Melansir data Badan Pangan Nasional (National Food Agency, NFA), tahun ini produksi bawang merah nasional mencapai 1,42 juta ton dengan kebutuhan tahunan sebanyak 1,18 juta ton. Stok akhir 2022 diperkirakan mencapai 0,24 juta ton sehingga NFA pun tidak merencanakan impor bawang merah.
Bawang memang menjadi salah satu dari 9 komoditas pangan selain padi, jagung, kedelai, gula konsumsi, telur unggas, daging unggas, daging ruminansia, dan cabai yang dikelola oleh NFA berdasarkan Peraturan Presiden Nomor 66 Tahun 2021. Lembaga ini bertugas menetapkan rencana kebutuhan pangan melalui Sistem Nasional Neraca Komoditas (SNANK) dengan operator Perum BULOG dan ID FOOD.
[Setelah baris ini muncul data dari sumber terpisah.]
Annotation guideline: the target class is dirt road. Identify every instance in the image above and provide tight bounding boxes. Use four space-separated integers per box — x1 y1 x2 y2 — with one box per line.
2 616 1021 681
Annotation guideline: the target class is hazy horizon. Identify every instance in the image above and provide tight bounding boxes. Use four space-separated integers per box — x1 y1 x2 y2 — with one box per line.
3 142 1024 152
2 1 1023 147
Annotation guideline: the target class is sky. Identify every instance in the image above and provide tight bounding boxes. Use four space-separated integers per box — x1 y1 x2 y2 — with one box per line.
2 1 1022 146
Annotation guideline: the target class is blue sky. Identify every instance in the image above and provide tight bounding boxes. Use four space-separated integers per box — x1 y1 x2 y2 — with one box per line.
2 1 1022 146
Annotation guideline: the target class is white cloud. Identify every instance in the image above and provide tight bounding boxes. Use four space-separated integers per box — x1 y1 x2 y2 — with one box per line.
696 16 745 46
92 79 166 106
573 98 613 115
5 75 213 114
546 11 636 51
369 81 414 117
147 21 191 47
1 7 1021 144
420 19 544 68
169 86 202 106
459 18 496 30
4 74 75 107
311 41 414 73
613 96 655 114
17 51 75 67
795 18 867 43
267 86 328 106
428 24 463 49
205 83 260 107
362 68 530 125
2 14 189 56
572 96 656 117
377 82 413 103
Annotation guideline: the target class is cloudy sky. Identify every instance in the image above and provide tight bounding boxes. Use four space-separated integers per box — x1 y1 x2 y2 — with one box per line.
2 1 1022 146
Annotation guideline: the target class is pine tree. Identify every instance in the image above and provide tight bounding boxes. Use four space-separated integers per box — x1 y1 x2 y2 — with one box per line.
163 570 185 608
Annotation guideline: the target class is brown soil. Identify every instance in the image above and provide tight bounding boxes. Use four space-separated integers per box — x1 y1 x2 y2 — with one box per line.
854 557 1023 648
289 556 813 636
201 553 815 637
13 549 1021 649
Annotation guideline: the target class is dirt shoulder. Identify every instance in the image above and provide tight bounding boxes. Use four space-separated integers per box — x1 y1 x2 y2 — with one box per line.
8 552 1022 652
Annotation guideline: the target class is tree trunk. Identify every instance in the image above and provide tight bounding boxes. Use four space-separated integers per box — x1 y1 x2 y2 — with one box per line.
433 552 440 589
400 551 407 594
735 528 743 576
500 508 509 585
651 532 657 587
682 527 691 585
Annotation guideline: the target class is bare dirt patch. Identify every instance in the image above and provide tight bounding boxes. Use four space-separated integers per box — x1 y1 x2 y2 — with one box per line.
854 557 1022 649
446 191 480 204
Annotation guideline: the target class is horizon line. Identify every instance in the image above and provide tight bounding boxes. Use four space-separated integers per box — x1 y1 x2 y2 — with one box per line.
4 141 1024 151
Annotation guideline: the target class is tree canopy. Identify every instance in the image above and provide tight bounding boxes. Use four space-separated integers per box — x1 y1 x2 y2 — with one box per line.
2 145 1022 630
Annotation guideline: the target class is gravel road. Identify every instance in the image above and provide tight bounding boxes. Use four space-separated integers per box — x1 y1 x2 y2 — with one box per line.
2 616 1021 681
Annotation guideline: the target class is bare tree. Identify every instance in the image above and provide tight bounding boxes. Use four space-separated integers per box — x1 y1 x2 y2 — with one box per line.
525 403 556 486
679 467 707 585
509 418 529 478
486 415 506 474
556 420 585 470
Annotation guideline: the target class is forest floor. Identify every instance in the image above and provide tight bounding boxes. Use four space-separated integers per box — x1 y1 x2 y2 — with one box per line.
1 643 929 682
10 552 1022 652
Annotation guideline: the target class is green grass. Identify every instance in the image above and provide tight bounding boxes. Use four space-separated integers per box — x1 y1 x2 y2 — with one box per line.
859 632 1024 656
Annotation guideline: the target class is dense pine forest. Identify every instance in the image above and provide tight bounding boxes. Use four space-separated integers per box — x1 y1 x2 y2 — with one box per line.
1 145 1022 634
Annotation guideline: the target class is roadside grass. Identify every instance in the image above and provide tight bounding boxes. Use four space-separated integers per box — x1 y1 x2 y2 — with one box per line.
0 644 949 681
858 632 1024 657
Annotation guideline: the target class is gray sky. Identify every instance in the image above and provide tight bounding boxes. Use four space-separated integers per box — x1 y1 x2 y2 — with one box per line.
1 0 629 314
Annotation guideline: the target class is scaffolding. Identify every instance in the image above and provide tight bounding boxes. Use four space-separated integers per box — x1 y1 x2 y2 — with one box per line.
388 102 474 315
Dalam penyelenggaraan Cadangan Pangan Pemerintah (CPP) meliputi komoditas bawang, gula konsumsi, telur unggas, daging unggas, daging ruminansia, dan cabai, NFA menjalankan penugasan buffer stock (stok penyangga) dan pengadaan stok secara komersial atau business to business (B to B) yang dilakukan oleh ID FOOD dan BUMN lainnya, yaitu PT Perkebunan Nusantara, bahkan BULOG. Importasi tetap akan dilakukan jika pasokan dalam negeri tidak tersedia atau tidak mencukupi.
Peran aktif NFA benar-benar sangat diharapkan bisa menjaga stabilitas harga dan distribusi pangan nasionalsehingga tidak ada lagi istilah mengorbankan petani demi melindungi konsumen. Pasalnya, kebijakan impor begitu cepat diambil dengan alasan stabilitas harga dan “mengabaikan” penderitaan petani yang dirugikan dengan turunnya harga jual. Sementara saat harga di tingkat petani jatuh, pemerintah seolah tutup mata dan lamban mengambil tindakan.
Karena itu, NFA harus membuat kebijakan terintegrasi yang mampu menyelaraskan kebijakan pangan dari 18 kementerian/lembaga terkait untuk menepis ego sektoral. Diperlukan pula kesatuan data pangan agar tidak salah langkah mengambil keputusan yang pada ujungnya merugikan petani sebagai produsen pangan.